Groove Terminator (GT) is an Australian dance stalwart. Now, as half of duo Tonite Only, he chats to Colin Delaney about blitzing the charts, getting Mashed and The KLF. Tonite Only is made up of yourself – GT and Sam LA More – a fairly new guise but you’ve both been around for a while, what else have you done we might know? My other side projects are Love Rush and Chili Hifly on Ministry Of Sound around the world, and Sam has had a bunch of records on Underwater records in the UK with remixes for everyone from Darren Emerson to Robbie Williams and programmed things like Gwen Stefani’s ‘What You Waiting For’ and Nelly Furtado’s record. He gets about, he’s a bit of a whore like that. On his last day in LA someone tried to get him to work on the Kylie record and he looked at me and said, ‘Yeah, we’ve got our own record to do, thanks!’

Your remixes are all over the Australian dance charts, Sneaky Sound System, TV Rock, The Similou as well as your own track ‘Danger The Bomb’. Did you decide a blitz would be the best way of appearing on the dance scene? Ha ha. It’s pretty funny. We’ve basically just had our heads down writing and when we got signed to Ministry they were like, ‘Do you want to do The Similou mix?’ and we were like, ‘Yeah, we love that song but isn’t it a little old?’ and after that a couple of others came trickling along and they all seem to be doing quite well. We’re basically just making music for ourselves and the dancefloor and what works on the dancefloor. We aren’t listening to anyone or trying to second-guess anyone. We’re both very chuffed and flattered people are digging it as much as they are. It’s just really nice. I’ve been speechless.

You live in LA, while Sam is back and forth between the UK and LA. Somehow you’ve found time to compile the new MOS Mashed III CD as well as make your album. How much of it has been produced via the internet? About half the set that we’ll be playing on this tour has been done like that. It’s interesting – we’ve had the last several weeks together in the same room so there is musical cohesiveness to what we’re doing. [Yet] there seem to be less arguments when we’re on the other side of the world.

Australians – both DJs and punters – have really jumped on board the electro sound over the past couple of years or so. Is it bigger here than in the UK? In my experience, I got into it much earlier, when Australia seemed to be ahead of the rest of the world with the genre. The same could be said for breaks. The type of electro-played with house – the certain styles that seem to be working on Australian dance floors is pretty specific to Australia. In the UK it’s really minimal, like the Mandy/Booka Shade stuff, almost bordering on a progressive vibe and I find that interesting because from my experience that stuff tends to clear Australian dancefloors. Hopefully electro has some legs because it’s an exciting sound, it’s so much more exciting than funky-filtered house.

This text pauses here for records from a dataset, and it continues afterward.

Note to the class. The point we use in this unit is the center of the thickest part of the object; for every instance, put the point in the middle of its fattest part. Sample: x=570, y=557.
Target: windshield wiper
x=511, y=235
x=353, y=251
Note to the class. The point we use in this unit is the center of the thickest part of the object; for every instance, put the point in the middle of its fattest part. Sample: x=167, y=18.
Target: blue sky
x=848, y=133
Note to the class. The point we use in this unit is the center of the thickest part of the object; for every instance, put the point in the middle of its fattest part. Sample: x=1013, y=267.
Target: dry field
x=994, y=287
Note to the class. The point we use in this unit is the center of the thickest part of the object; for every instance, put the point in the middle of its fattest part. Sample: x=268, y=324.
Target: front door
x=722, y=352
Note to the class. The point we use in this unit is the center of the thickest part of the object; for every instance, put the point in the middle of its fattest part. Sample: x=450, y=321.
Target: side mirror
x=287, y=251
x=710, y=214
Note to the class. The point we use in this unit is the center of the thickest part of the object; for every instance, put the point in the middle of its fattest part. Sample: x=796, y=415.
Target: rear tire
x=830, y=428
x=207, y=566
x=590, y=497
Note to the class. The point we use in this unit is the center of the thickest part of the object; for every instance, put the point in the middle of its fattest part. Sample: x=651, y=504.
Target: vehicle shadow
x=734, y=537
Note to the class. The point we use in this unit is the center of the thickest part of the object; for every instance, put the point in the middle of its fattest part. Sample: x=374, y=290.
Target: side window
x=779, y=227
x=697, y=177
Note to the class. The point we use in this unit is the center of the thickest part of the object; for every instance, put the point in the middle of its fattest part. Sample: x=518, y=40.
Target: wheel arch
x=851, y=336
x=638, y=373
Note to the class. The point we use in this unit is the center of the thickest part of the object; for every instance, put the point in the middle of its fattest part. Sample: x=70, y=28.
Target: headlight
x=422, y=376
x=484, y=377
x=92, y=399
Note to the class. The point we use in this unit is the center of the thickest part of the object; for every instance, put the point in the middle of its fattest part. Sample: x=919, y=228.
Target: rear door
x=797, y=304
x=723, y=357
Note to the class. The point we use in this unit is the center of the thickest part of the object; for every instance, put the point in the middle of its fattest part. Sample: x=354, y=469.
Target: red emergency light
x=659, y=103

When compiling Mashed III did you get any rejections from artists you wanted to remix? We requested about 150 tracks, so that would give you a good idea. We asked for some pretty crazy shit. We were definitely trying to make a statement. We wanted to licence KLF’s ‘3am Eternal’ but we were going to remix it, we wanted the multi-track and some crazy old Giorgio Moroder track from 1978 and a soundtrack piece and some industrial Skinny Puppy stuff. Sam’s taste lends itself to a lot of 80s arthouse, industrial-type stuff – it seemed to be poking its head up quite a bit. We wanted the stuff that influenced the genre: some old New Order, they just don’t clear that, especially when we say we’re going to lay four tracks over the top.

There’s also loads of rock outfits getting remixed these days compared to a few years ago. On this compilation alone there’s Wolfmother, The Gossip, The Futureheads… why do you think that is? I guess you’ve got to look at the age of these dudes. Guys like Bloc Party are in their early twenties, they grew up clubbing and listening to a bit of this and a bit of that. I remember, going back to the early 90s, when Oakenfold did the Rolling Stones remix or the U2 song that went to number one around the world – that was just a shock. But it does seem like a trend when every new band has a MSTRKRFT, Tiga, or Digitalism remix. There is definitely an international crew that band together and they’re all just mates, you know.

What can we expect from Tonite Only’s album? Oh Christ, in 30 words or less? I know a lot of the stuff on our album isn’t sounding anything like our remixes. There’s probably a little more to them. I guess our role models were Daft Punk and Giorgio Moroder and the 30 years between those two artists. It’s a celebration of all things synthetic and electronic. – Mashed III is out now on Ministry of Sound through EMI.